That circuit doesn't give turns ratio or a rectifier and filter...
It has no current sense, so it's very likely to explode at... anything. It has no regulation, it runs fully open loop. The only reason it even starts up in the first place is because of soft start, which is very wishful thinking.
The gate driver circuit is also inconsistent, but it'll probably go slow enough you won't notice.
Given the voltages in the text, I would guess it needs a full wave rectifier, 1:4 turns ratio. A typical FBT core has probably a 13mm peg, or 132 mm^2 cross section, which will handle 0.2-0.3T being ferrite. With a maximum 16VDC input, you need 2.4 turns minimum per half of the primary winding. 3 or 4 turns would be fine.

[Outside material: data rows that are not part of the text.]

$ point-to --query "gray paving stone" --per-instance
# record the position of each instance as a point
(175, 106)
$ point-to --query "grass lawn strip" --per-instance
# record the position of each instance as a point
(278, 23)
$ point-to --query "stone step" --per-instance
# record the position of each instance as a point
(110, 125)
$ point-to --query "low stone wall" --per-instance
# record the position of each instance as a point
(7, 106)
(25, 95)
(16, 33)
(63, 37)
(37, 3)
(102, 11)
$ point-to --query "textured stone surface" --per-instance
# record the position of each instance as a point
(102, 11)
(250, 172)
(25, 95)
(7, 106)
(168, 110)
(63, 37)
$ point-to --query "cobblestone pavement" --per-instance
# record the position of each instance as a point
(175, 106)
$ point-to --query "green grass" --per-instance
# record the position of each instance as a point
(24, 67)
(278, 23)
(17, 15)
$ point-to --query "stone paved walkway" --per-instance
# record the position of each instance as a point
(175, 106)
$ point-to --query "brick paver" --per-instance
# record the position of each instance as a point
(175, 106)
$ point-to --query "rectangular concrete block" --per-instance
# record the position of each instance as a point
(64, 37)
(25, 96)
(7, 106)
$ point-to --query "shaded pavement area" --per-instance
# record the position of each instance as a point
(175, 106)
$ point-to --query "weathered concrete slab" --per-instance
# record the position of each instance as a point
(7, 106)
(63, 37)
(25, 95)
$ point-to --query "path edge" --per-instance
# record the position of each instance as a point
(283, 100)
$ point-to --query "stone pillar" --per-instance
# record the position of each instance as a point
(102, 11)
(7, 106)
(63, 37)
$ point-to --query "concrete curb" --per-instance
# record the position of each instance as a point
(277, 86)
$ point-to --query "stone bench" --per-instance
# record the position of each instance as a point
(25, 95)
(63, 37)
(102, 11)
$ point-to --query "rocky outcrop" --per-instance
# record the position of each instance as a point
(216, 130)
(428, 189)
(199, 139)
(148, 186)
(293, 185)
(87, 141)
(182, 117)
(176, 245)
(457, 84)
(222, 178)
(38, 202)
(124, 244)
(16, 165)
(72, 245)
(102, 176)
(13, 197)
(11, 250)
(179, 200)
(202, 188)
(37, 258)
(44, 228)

So your winding should be: 4+4 turns primary, 16+16 turns secondary.
For the primary, wind one flat layer of many wires in parallel, or copper strip (wrapped with tape for insulation). It is better to use many thinner wires in parallel, than one single solid piece rated for the current.
For the secondary, use fewer pieces of wire, and wind the 16+16 turns directly on top of the primary as closely as possible.
With center taps, the primary and secondary are themselves composed of halves. These should be interleaved as layers, too.
So you should have:
4 turns primary half
16 turns secondary half
4 turns primary other half
16 turns secondary other half
and connect the halves in series, finish to start, so the wire is always going around the same direction.
The switching layout has to be extremely dense and low inductance, otherwise you'll have transistors blowing up themselves, not sharing current evenly, oscillating, etc.
You should have an oscilloscope to measure these waveforms as well.